When a group of third graders start their first class with the Young Composers Playground, there’s usually just a handful of children in the room who know how to play an instrument.
Whether they know how to play music or not, the children learn about instruments. Weeks later, they've created their own compositions and heard the music performed by professional musicians in Denver’s Playground Ensemble.
Conrad Kehn, the ensemble’s founding director, helped dozens of students find their inner composer over the past five years. Click the audio above to hear Kehn talk with Colorado Matters' Elaine Grant about the project and to listen to clips from the students' compositions.
Playground Ensemble hosts a concert featuring music composed entirely by K-12 composers at 7 p.m. Sunday at the Wash Park Center for Arts and Music, 400 S. Williams St. in Denver.
Kehn had a busy year. In the spring, he worked with the Colorado Symphony to develop the orchestra’s own young composers project.
In November the Playground Ensemble ran a successful crowdfunding campaign on Kickstarter to fund two classes of the Young Composers Playground at Edgewater Elementary School and Denver’s Kunsmiller Creative Arts Academy.
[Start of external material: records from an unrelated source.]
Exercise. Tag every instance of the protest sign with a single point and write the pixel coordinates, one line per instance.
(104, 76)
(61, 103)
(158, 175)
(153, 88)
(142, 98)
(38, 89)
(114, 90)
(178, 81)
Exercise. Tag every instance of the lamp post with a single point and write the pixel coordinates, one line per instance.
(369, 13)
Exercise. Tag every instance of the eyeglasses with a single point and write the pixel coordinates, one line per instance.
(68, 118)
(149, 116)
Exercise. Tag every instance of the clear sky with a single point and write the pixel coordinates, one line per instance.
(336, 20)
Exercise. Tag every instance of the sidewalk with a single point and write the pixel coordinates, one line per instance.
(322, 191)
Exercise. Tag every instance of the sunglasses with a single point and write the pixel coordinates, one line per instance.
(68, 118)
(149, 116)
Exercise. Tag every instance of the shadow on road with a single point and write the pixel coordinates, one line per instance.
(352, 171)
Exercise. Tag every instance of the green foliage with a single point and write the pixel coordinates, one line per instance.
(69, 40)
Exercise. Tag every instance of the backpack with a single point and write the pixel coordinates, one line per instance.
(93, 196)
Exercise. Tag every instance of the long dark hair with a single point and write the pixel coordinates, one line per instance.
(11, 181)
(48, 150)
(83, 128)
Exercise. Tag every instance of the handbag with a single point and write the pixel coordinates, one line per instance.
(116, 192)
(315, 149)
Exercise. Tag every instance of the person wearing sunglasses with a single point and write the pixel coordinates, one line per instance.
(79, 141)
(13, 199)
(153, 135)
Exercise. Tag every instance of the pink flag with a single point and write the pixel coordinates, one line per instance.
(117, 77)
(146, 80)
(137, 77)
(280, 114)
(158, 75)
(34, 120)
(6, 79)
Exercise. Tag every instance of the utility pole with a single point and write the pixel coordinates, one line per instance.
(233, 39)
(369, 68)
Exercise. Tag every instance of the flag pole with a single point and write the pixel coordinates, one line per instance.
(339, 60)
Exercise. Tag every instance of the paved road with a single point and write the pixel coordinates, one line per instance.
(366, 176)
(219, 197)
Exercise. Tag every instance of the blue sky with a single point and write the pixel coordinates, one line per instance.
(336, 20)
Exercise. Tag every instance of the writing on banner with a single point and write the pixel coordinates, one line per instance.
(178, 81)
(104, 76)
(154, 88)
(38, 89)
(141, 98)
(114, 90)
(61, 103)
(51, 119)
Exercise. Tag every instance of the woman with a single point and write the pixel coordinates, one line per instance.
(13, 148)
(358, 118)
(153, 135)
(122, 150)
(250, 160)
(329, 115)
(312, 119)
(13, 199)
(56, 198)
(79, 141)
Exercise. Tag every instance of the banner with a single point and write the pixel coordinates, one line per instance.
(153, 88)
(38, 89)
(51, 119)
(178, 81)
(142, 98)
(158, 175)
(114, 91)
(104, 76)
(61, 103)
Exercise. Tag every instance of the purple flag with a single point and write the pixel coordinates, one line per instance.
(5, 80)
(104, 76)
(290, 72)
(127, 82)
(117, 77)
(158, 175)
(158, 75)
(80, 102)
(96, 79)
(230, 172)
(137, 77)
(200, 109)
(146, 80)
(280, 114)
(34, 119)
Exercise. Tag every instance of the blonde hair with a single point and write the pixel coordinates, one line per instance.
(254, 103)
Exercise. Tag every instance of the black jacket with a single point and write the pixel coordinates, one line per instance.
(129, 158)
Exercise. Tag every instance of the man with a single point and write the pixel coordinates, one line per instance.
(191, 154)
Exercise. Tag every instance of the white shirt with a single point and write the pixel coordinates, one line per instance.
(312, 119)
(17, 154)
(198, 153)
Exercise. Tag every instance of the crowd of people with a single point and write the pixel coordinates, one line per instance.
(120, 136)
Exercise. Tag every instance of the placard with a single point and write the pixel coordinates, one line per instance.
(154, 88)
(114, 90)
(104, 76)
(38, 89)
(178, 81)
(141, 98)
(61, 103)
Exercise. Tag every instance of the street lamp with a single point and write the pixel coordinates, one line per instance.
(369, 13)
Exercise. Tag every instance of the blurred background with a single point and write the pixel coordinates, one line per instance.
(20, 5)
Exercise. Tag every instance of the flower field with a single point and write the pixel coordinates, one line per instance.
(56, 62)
Kehn also works as a music theory and technology instructor at the University of Denver.
Interview highlights:
On creating music with non-musicians:
"This is creativity before craft. I’m not worried if the students know how to notate music. I’m not worried if they understand their scales or harmony. In fact, we’ve found that the students that have the most musical training often write the least imaginative pieces. It’s because they have this idea of how music is supposed to go. And the students that are just there to create uninhibited -- they do the most amazing things."
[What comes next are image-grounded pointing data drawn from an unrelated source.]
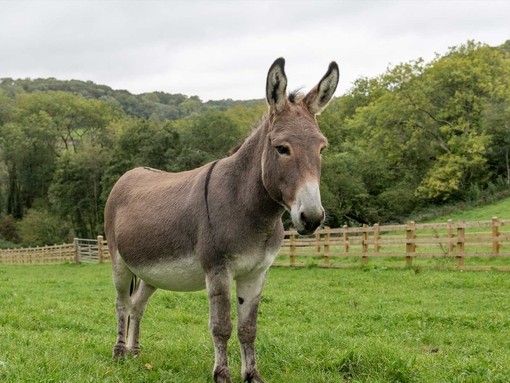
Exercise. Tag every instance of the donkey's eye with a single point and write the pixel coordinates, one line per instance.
(283, 150)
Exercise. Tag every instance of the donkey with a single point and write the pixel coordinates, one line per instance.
(219, 223)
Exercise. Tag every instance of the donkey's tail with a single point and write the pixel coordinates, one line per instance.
(135, 282)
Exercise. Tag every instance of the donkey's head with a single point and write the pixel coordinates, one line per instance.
(291, 163)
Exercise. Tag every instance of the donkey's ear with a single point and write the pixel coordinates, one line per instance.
(318, 98)
(276, 85)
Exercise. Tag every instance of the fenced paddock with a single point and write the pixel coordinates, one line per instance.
(39, 255)
(462, 245)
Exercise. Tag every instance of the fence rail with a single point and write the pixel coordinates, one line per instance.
(452, 243)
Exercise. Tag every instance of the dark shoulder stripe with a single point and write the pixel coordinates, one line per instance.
(206, 189)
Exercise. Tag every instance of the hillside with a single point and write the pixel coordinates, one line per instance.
(500, 209)
(154, 105)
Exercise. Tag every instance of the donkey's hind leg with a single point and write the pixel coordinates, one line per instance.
(139, 301)
(122, 278)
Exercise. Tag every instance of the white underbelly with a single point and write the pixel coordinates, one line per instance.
(187, 274)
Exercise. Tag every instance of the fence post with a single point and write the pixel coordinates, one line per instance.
(495, 235)
(100, 248)
(76, 251)
(450, 237)
(346, 239)
(410, 244)
(364, 245)
(460, 244)
(292, 237)
(376, 238)
(327, 237)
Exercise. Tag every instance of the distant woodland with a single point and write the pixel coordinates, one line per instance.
(419, 136)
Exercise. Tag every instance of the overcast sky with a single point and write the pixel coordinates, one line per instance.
(223, 49)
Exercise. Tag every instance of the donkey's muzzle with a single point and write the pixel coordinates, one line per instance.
(307, 213)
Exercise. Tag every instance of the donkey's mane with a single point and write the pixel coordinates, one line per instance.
(296, 95)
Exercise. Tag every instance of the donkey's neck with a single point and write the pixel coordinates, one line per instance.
(245, 168)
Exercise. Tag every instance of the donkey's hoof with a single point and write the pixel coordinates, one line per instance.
(252, 377)
(222, 375)
(119, 351)
(135, 351)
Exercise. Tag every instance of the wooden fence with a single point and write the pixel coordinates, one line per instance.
(38, 255)
(462, 245)
(477, 245)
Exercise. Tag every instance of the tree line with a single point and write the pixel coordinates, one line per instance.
(418, 135)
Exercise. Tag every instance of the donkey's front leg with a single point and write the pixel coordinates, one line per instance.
(218, 290)
(248, 298)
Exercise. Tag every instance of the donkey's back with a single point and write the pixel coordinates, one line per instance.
(151, 227)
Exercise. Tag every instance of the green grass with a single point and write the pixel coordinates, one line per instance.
(57, 324)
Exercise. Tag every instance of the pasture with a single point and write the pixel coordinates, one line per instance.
(57, 324)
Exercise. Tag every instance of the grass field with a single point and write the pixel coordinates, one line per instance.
(57, 324)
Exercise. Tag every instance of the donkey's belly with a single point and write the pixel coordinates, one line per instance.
(185, 274)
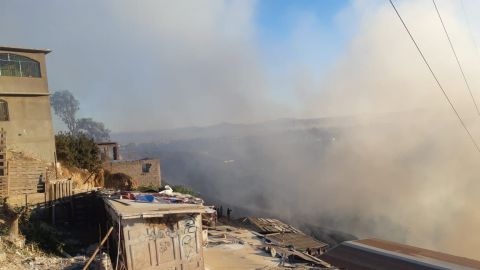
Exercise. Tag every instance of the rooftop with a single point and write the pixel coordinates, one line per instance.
(299, 241)
(267, 225)
(129, 209)
(27, 50)
(372, 254)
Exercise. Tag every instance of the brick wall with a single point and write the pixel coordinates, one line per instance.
(144, 172)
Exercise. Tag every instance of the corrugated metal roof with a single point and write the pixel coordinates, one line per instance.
(268, 225)
(376, 254)
(28, 50)
(299, 241)
(127, 209)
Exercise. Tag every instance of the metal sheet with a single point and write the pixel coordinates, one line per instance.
(171, 242)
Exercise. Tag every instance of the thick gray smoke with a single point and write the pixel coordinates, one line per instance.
(402, 168)
(409, 176)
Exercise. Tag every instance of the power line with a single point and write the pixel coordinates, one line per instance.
(435, 77)
(456, 57)
(469, 26)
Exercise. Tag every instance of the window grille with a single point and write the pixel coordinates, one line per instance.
(18, 66)
(3, 110)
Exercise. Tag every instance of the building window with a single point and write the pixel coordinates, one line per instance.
(146, 167)
(3, 110)
(18, 66)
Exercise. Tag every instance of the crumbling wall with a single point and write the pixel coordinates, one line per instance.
(144, 172)
(24, 173)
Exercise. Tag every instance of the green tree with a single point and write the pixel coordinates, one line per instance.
(66, 107)
(78, 150)
(96, 130)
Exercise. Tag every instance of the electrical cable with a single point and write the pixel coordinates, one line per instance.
(435, 76)
(456, 57)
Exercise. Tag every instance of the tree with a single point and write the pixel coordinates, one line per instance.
(66, 106)
(96, 130)
(78, 150)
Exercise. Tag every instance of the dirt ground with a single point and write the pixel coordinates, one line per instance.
(232, 248)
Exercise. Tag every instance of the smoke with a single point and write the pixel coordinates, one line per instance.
(414, 179)
(404, 170)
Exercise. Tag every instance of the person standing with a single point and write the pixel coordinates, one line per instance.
(229, 211)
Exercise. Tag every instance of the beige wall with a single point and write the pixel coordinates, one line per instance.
(133, 168)
(29, 128)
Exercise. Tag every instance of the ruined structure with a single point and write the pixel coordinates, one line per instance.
(156, 235)
(144, 172)
(27, 147)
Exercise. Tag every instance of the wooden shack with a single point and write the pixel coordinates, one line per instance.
(155, 235)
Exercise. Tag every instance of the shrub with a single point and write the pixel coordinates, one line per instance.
(119, 181)
(78, 150)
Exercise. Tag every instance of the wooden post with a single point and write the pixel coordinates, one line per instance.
(97, 249)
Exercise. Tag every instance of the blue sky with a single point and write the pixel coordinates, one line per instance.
(307, 33)
(243, 61)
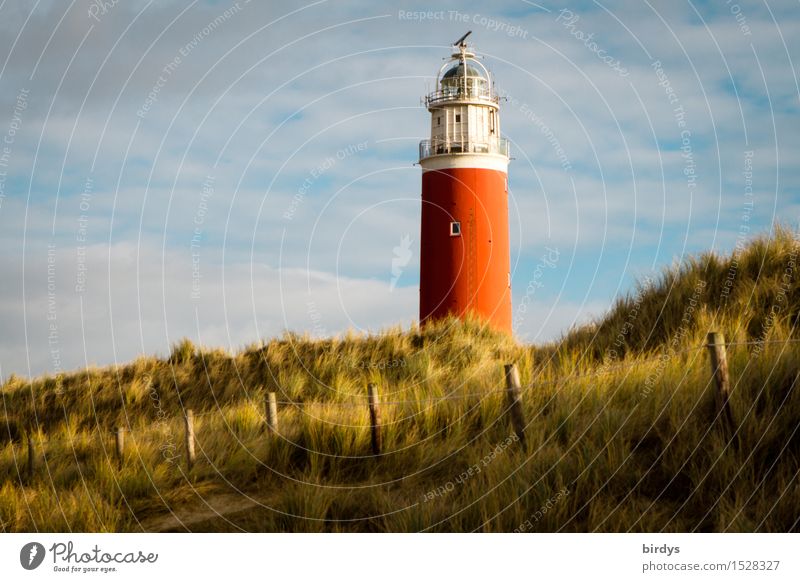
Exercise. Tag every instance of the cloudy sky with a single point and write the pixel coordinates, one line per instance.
(227, 170)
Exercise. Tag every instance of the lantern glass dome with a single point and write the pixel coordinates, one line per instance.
(464, 77)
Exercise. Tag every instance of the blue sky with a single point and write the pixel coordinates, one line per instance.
(225, 171)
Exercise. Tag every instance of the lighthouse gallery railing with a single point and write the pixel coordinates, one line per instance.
(428, 148)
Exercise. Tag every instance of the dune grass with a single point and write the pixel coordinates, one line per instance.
(621, 434)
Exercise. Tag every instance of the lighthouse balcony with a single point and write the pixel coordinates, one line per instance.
(461, 94)
(429, 147)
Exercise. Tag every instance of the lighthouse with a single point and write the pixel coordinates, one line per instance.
(465, 258)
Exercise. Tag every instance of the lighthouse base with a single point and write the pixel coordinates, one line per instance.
(465, 258)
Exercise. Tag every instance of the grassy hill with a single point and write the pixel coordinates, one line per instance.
(621, 431)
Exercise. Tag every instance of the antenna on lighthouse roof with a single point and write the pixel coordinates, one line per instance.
(460, 42)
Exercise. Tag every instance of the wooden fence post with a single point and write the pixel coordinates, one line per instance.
(719, 369)
(120, 445)
(514, 399)
(271, 405)
(190, 458)
(375, 418)
(31, 468)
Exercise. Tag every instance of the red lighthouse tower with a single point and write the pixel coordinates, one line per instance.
(465, 258)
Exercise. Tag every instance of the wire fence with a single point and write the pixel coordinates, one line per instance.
(604, 369)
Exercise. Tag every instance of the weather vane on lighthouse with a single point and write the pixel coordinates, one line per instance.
(465, 258)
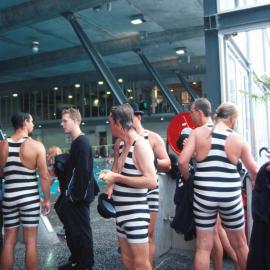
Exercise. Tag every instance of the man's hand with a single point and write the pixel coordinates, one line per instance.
(45, 207)
(108, 177)
(110, 191)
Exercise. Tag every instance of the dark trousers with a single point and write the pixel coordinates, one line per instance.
(76, 220)
(1, 226)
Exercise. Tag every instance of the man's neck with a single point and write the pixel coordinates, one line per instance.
(75, 133)
(206, 120)
(139, 129)
(20, 133)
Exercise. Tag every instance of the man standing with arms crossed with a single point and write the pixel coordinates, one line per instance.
(20, 157)
(162, 163)
(75, 212)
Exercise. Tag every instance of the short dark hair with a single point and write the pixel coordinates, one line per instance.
(123, 114)
(18, 119)
(204, 105)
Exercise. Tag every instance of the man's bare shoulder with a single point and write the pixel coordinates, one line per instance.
(154, 137)
(142, 143)
(35, 144)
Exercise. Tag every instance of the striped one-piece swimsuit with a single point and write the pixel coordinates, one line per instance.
(217, 188)
(132, 211)
(21, 203)
(152, 194)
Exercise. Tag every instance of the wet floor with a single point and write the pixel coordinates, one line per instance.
(105, 244)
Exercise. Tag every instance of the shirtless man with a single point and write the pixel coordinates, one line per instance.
(134, 174)
(20, 157)
(163, 163)
(217, 185)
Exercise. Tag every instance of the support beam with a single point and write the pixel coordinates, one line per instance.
(131, 72)
(213, 84)
(33, 12)
(186, 85)
(166, 92)
(96, 58)
(77, 53)
(241, 19)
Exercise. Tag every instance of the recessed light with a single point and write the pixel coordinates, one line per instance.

On how the program gives students a voice and a creative outlet:
"I’ve spent my entire life in music and in classical music. And I kind of have started to believe that maybe we’re teaching creativity out of the curriculum. That we spend too much time telling students to go play something by someone else. We want them to know that their ideas are valid, that the most important music is their music. They should be allowed to write for the instruments of the orchestra regardless of where they went to school, what they look, like, gender, trading -- any of those things."